2. The beam-column friction energy consumption node for the laminated wood structure according to claim 1, wherein the connecting piece is divided into a beam-end connecting plate (3) and a column-side connecting plate (4), the beam-end connecting plate (3) is positioned at the end of the wood beam (1), and the column-side connecting plate (4) is positioned on the surface of the wood column (2);

the beam end connecting plate (3) comprises a beam end partition plate (12) attached to the end part of the wood beam 1, vertical plates are welded to two sides of the center of the beam end partition plate (12), one end of each vertical plate is a beam end filling plate (13), the other end of each vertical plate is a rotating friction plate (14), and each rotating friction plate (14) is an arc-shaped plate I; the beam end filling plate (13) is inserted into the wood beam (1);

the column side connecting plate (4) comprises column side partition plates (15) which are arranged on the wooden column (2) in a bilateral symmetry mode, a rotating friction plate (16) is vertically welded at the position 2-3 cm away from the edge of each column side partition plate (15), and each rotating friction plate (16) is an arc-shaped plate II;

3. The beam-column friction energy consumption node for the laminated wood structure according to claim 2, wherein the beam-end connecting plate (3) is parallel to the axis of the column-side connecting plate (4).

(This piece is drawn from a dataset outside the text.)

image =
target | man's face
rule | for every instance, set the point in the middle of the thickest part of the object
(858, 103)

4. The beam-column friction energy dissipation node for the laminated wood structure as recited in claim 2, wherein the beam-end connecting plate (3) is fastened and connected with the first arc-shaped plate and the second arc-shaped plate on the two column-side connecting plates (4) through a rotating shaft bolt (7) and a pre-tightening bolt (8) to form a rotating node.

5. The beam-column friction energy consumption node for the laminated wood structure according to claim 4, wherein after the rotary node combination is completed, holes are respectively formed in the upper and lower parts of the partition plates of the beam-end connecting plate (3) and the column-side connecting plate (4), and the shape memory alloy wires (11) are tensioned at the holes.

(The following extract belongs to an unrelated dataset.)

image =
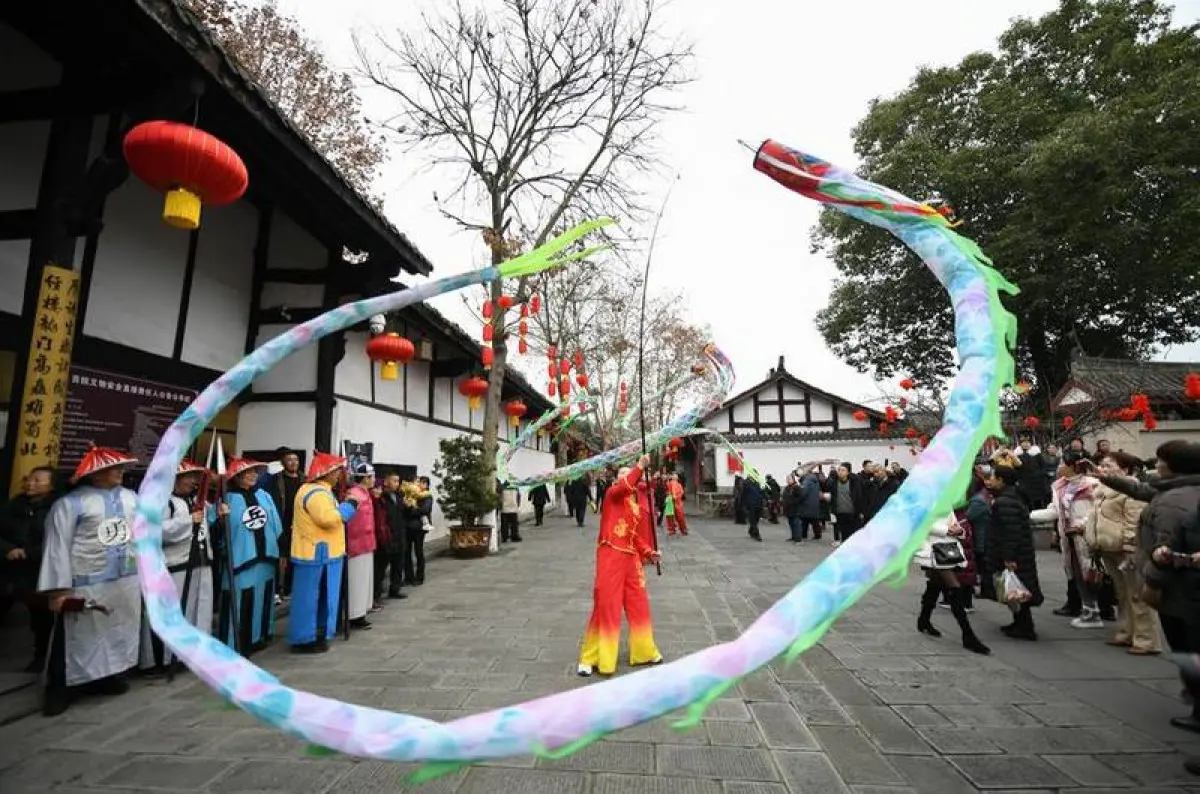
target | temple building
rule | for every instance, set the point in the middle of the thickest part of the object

6. The beam-column friction energy dissipation node for the laminated wood structure as recited in claim 4, wherein the rotating shaft bolt (7) and the pre-tightening bolt (8) are high-strength bolts, and the friction member (9) comprises rubber, metal, wood and other materials.

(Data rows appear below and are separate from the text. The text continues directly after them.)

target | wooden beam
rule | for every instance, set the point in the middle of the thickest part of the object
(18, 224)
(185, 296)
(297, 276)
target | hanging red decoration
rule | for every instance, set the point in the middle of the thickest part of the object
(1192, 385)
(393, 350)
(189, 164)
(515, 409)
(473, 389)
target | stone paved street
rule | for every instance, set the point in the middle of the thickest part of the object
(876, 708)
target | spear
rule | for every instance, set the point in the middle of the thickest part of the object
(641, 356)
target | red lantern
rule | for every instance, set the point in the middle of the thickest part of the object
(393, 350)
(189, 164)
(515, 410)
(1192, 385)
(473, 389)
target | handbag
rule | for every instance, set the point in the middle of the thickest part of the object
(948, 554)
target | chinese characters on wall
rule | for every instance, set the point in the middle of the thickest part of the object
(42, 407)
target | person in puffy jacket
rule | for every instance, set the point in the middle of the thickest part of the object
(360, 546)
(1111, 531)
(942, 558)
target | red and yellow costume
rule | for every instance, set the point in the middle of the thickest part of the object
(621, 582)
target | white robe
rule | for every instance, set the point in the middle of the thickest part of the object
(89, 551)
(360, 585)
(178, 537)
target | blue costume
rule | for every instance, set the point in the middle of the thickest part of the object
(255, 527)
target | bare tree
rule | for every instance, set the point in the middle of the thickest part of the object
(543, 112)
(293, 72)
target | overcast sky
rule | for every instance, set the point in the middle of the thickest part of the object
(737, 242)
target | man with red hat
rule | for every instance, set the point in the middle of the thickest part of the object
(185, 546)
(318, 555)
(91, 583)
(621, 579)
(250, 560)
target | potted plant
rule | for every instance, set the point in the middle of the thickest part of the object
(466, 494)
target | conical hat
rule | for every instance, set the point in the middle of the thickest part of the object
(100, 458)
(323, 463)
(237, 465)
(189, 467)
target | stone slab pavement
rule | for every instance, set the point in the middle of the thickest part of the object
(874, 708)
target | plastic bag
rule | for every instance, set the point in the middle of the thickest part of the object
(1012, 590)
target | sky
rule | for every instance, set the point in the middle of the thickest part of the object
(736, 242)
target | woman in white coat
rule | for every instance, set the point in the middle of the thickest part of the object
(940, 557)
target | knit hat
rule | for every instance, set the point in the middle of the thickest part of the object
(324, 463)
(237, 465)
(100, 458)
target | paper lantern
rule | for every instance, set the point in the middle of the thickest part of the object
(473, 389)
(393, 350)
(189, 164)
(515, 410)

7. The beam-column friction energy consumption node for the laminated wood structure according to claim 2, wherein friction pieces (9) are arranged at the first arc-shaped plate and the second arc-shaped plate at the contact positions of the beam-end connecting plate (3) and the two column-side connecting plates (4), and the friction pieces (9) are bonded with the beam-end connecting plate (3) or the column-side connecting plate (4) through structural glue (10).

8. The beam-column friction energy consumption node for the laminated wood structure according to claim 7, wherein the friction members (9) are divided into two types, namely a beam-end connecting plate (3) corresponding friction member and a column-side connecting plate (4) corresponding friction member, the two types of friction members (9) are respectively provided with holes consistent with the corresponding connecting plates, two corresponding friction members (9) are bonded to two sides of the beam-end connecting plate (3) through the structural adhesive (10), and the other two corresponding friction members (9) are bonded to the two column-side connecting plates (4) through the structural adhesive (10).

9. The beam-column friction energy consumption node for the laminated wood structure as claimed in claim 2, wherein both sides of the end of the laminated wood beam (1) are preset with a round hole matched with a common bolt (5) and a notch matched with the beam-end connecting plate (3).

10. The beam-column friction energy consumption node for the laminated wood structure as claimed in claim 2, wherein the wood beam (1) is provided with a slotted hole in advance and is connected with the beam-end connecting plate (3) through a common bolt (5);

the wooden column (2) is provided with a slotted hole in advance and is connected with the column side connecting plate (4) through a common bolt (6).